Republican victories in gubernatorial contests in New Jersey and Virginia yesterday were striped across the nation's newspapers this morning. The GOP and some in the press were quick to label the results a rebuke to Obama.

Late-breaking results of a special Congressional election in upstate New York that went to the Dems has clouded the picture, though. And some of the punditry labeling this a serious blow to the White House may go a bit too far. Patrick Kennedy is among those appearing in a Washington Post piece on the topic:

Independents, who were crucial to the president's election campaign, swung dramatically to Republicans in both state contests. If that pattern holds a year from now, Democratic lawmakers in swing districts could find themselves on the losing side of a reelection fight.

"Watching their party hemorrhage independent voters should send shivers down the spines of Democrat strategists as they look ahead to Senate elections next year in states like Nevada, Colorado, Connecticut, New Hampshire, Ohio, and Pennsylvania," declared Republican Sen. John Cornyn (R-TX) in a memo to reporters.

Democratic lawmakers were just beginning to digest the news, but expressed some concern about the impact on their futures if the effects linger into next year's election cycle.

"I think it kind of reflects a general anti-incumbent feeling," said  Rep. Patrick Kennedy (D-R.I.), acknowledging that such sentiment will hurt his party if it persists into 2010. "Next year is a millennium away, politically, so there's plenty of time for us. I guess we have a lot to be grateful for that the election isn't next month or next week."

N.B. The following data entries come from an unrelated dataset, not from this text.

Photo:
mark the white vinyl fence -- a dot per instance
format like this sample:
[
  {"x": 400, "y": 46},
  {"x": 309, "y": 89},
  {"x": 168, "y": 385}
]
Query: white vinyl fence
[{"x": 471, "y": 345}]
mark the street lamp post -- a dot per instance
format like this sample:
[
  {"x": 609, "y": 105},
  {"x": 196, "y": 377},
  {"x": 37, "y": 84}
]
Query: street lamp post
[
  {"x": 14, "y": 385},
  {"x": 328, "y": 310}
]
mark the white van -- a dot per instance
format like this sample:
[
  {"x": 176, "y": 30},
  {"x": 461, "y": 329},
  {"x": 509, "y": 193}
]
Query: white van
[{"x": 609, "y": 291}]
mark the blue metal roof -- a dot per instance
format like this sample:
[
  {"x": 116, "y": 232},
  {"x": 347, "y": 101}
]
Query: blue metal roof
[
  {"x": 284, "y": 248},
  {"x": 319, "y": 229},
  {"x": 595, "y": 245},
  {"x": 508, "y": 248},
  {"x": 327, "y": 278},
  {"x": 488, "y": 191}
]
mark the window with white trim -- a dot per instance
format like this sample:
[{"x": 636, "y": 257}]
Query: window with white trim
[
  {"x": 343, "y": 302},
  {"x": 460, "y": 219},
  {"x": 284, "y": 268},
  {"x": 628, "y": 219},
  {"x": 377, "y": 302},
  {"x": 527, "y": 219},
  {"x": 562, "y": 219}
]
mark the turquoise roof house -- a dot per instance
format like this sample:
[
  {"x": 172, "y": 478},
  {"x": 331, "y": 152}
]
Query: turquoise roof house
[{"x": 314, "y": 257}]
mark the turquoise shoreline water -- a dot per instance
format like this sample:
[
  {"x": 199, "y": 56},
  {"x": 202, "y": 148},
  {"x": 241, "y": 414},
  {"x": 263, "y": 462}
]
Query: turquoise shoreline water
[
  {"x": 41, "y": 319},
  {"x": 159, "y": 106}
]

Rep. Eliot Engel (D-N.Y.) said Democrats can boost their fortunes simply by doing what they promised last November.

"I think that Democrats were elected last year on the basis of change, and once we pass health care . . . that will fundamentally change the dynamics," Engel said, adding that voters were obviously concerned about the economy, "but hopefully by next year things will begin to turn around."

White House officials rejected what they said was overhyped conclusions about the impact on Obama of losing the governorships in New Jersey and Virginia, and instead sought to focus attention on the Democratic victory in New York's 23rd congressional district.

"We won a congressional seat that's been in Republican hands since Ulysses S. Grant was president, in part because of the disunity in the Republican party," senior adviser David Axelrod said in an early-morning phone interview. "That was the only truly national contest on the ballot."

Axelrod said the intervention of national conservatives in pushing the moderate GOP candidate out of the New York race will be the only lasting impact of the night.

"The most portentous thing that happened yesterday was that the right wing of the Republican party ran a moderate Republican essentially out of the race, and lost a seat they had held for more than 100 years," he said. "I don't take that as discouragement."